Once inside, it was simply…overwhelming. First, the sheer enormity of the place. It’s hard to visualize what 148,000 square feet of space actually looks like, until you’ve actually sprinted from one end of the store to another (in this case, to pick up an item I’d forgotten, while my husband waited in line with our cart.) There were yet more endless aisles than there had been in the old store, with unreachable goods stacked up to the ceiling. I barely knew where to find anything in the old store, but the new one was even more of a mystery. There was no way to figure out the logic (or lack of it) behind what products were located where. There was no one to guide us; what staff members we saw were absorbed in their own tasks.

So, in short, I felt lost, confused, intimidated, turned off and discouraged.

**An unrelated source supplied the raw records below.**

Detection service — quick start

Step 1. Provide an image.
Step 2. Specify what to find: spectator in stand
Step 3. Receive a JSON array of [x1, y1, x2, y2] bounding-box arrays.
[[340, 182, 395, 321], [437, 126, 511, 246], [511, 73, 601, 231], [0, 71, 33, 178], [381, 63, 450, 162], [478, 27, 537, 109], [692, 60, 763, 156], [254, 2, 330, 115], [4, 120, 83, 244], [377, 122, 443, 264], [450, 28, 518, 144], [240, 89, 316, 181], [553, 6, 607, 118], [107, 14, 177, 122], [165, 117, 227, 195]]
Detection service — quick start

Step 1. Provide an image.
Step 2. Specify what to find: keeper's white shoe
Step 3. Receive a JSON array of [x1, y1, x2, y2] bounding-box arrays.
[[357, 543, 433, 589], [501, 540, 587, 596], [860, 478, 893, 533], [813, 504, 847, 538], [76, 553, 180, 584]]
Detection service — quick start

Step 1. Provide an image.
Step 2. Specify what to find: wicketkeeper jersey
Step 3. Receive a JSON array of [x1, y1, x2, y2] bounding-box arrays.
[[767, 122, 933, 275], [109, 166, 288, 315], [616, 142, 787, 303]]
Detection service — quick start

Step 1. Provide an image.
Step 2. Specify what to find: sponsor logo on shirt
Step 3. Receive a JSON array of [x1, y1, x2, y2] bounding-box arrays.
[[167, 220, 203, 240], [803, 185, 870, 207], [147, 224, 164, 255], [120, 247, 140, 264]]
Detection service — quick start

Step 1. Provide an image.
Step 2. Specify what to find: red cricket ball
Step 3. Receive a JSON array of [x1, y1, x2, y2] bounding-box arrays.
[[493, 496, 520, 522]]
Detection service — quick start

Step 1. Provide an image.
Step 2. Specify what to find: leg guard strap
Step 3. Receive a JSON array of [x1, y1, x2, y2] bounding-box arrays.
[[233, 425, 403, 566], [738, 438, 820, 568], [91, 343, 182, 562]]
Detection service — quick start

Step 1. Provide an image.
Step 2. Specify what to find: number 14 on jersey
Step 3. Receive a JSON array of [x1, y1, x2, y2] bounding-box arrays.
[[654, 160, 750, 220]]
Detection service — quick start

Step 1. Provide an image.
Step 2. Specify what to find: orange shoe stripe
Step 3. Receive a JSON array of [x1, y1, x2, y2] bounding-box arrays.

And it made me think: maybe this is a medical metaphor. Maybe this must be how too many patients and caregivers feel when they’re suddenly thrust into the health care system to deal with serious illness or a medical crisis. The hospital setting alone can be jarring and intimidating. In a crisis, patients (or their caregivers, if patients aren’t in a position to speak for themselves), must make decisions about treatment and care fairly quickly.

Much has been written about how shared health care decision-making (by patient and physician) has come to replace the old paternalistic model in which physicians mostly made decisions for you. But the fact is, particularly in a crisis, there is not an even playing field between you and your medical team. The team has the advantage of having far more knowledge and experience with your condition than you, and unless the team includes gifted communicators, that puts you at a disadvantage.

So what can you do to avoid becoming dazed, confused and fearful about making harmful choices in a medical setting? A little preparation, while you’re in good health, can help. Here are just two of many useful sources:

Recognizing that patients need better information about what care they truly need, Consumer Reports and the American Board of Internal Medicine (ABIM) Foundation have developed the Choosing Wisely® website (http://www.choosingwisely.org/patient-resources/) which aims help consumers choose care that is supported by evidence; doesn’t duplicate tests or procedures already received; and is truly necessary. More useful information is available at http://www.consumerhealthchoices.org, including advice for caregivers and treatments and tests for elders.

One of the best things you can do is to have an advance directive that spells out the kind of care you’d want if you couldn’t speak for yourself. Caring Connections is a program of the National Hospice and Palliative Care Organization (NHPCO). You can find advance directive forms for each state on its web site: http://www.caringinfo.org/i4a/pages/index.cfm?pageid=3289. Caring Connections makes its forms available free of charge.

I haven’t yet found a road map for our local Costco. Fortunately, though, there are many to be found, pre-crisis, in health care.